Rosenbrock tangent linear model

Integrator file: int/rosenbrock_tlm.f90

The Tangent Linear method is combined with the sensitivity equations. One step of the method reads:

\[\begin{split}\begin{aligned} %y^{n+1} &=& y^n + \sum_{i=1}^s m_i k_i, \qquad \delta y^{n+1} &=& \delta y^n + \sum_{i=1}^s m_i \ell_i\\ \nonumber T_i &=& t^n + \alpha_i h~, %\quad Y_i =y^n + \sum_{j=1}^{i-1} a_{ij} k_j~, \quad \delta Y_i = \delta y^n + \sum_{j=1}^{i-1} a_{ij} \ell_j\\ %A &=& \left[ \frac{1}{h \gamma} - J^T(t^n,y^n) \right]\\ %\nonumber %A \cdot k_i &=& % f\left( \, T_i,\, Y_i \,\right) % + \sum_{j=1}^{i-1} \frac{c_{ij}}{h} k_j % + h \gamma_i f_t\left(t^n,y^n\right)~,\\ \nonumber A \cdot \ell_i &=& J\left( \, T_i,\, Y_i \,\right) \cdot \delta Y_i + \sum_{j=1}^{i-1} \frac{c_{ij}}{h} \ell_j\\ \nonumber && + \left( H( t^n, y^n )\times k_i \right) \cdot \delta y^n + h \gamma_i J_t\left(t^n,y^n\right) \cdot \delta y^n\end{aligned}\end{split}\]

The method requires a single n times n LU decomposition per step to obtain both the concentrations and the sensitivities.

KPP contains tangent linear models (for direct decoupled sensitivity analysis) for each of the Rosenbrock methods (ROS-2, ROS-3, ROS-4, RODAS-3, and RODAS-4). The implementations distinguish between sensitivities with respect to initial values and sensitivities with respect to parameters for efficiency.

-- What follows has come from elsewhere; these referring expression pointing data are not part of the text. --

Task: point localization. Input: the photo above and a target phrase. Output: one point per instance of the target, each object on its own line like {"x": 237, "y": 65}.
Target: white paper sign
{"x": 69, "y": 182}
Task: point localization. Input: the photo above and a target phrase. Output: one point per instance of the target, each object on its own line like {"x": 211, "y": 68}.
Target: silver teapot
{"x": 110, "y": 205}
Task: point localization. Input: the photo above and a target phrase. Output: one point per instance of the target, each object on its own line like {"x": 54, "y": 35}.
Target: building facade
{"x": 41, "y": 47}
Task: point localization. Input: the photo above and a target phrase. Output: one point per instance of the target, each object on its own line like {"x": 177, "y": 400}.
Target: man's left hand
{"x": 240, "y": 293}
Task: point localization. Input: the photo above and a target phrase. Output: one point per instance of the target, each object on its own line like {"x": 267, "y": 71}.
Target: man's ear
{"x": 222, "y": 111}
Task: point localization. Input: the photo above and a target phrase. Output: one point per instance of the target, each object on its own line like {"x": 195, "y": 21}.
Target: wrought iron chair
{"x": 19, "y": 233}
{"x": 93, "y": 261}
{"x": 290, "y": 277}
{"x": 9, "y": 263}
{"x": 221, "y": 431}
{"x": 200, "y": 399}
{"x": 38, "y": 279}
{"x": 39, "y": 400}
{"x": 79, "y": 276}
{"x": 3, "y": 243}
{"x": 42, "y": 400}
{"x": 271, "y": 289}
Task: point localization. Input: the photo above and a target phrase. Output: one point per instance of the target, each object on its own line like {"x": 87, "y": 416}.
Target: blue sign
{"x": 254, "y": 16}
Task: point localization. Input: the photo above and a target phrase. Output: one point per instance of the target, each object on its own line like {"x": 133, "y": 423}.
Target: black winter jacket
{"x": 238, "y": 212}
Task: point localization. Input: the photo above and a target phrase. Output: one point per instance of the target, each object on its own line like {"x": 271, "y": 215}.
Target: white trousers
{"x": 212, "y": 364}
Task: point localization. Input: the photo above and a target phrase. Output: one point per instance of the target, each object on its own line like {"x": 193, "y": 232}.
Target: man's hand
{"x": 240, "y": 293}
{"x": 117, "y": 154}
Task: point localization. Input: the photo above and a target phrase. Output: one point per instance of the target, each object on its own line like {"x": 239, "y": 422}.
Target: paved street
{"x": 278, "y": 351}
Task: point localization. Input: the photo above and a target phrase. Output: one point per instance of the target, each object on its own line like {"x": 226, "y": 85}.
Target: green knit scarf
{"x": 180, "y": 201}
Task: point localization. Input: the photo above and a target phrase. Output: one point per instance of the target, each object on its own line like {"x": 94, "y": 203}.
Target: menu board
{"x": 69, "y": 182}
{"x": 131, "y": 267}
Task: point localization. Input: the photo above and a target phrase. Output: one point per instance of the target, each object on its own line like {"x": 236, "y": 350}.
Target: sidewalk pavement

Rosenbrock discrete adjoint model

Integrator file: int/rosenbrock_adj.f90

To obtain the adjoint we first differentiate the method with respect to \(y_n\). Here \(J\) denotes the Jacobian and \(H\) the Hessian of the derivative function \(f\). The discrete adjoint of the (non-autonomous) Rosenbrock method is

\[\begin{split}\begin{aligned} \label{Ros_disc_adj} %A &=& \left[ \frac{1}{h \gamma} - J^T(t^n,y^n) \right]\\ %\nonumber A \cdot u_i &=& m_i \lambda^{n+1} + \sum_{j=i+1}^s \left( a_{ji} v_j + \frac{c_{ji}}{h} u_j \right)~,\\ \nonumber v_i &=& J^T(T_i,Y_i)\cdot u_i~, \quad i = s,s-1,\cdots,1~,\\ \nonumber \lambda^n &=& \lambda^{n+1} + \sum_{i=1}^s \left( H(t^n,y^n) \times k_i\right)^T \cdot u_i\\ \nonumber && + h J^T_t(t^n,y^n) \cdot \sum_{i=1}^s \gamma_i u_i+ \sum_{i=1}^s v_i\end{aligned}\end{split}\]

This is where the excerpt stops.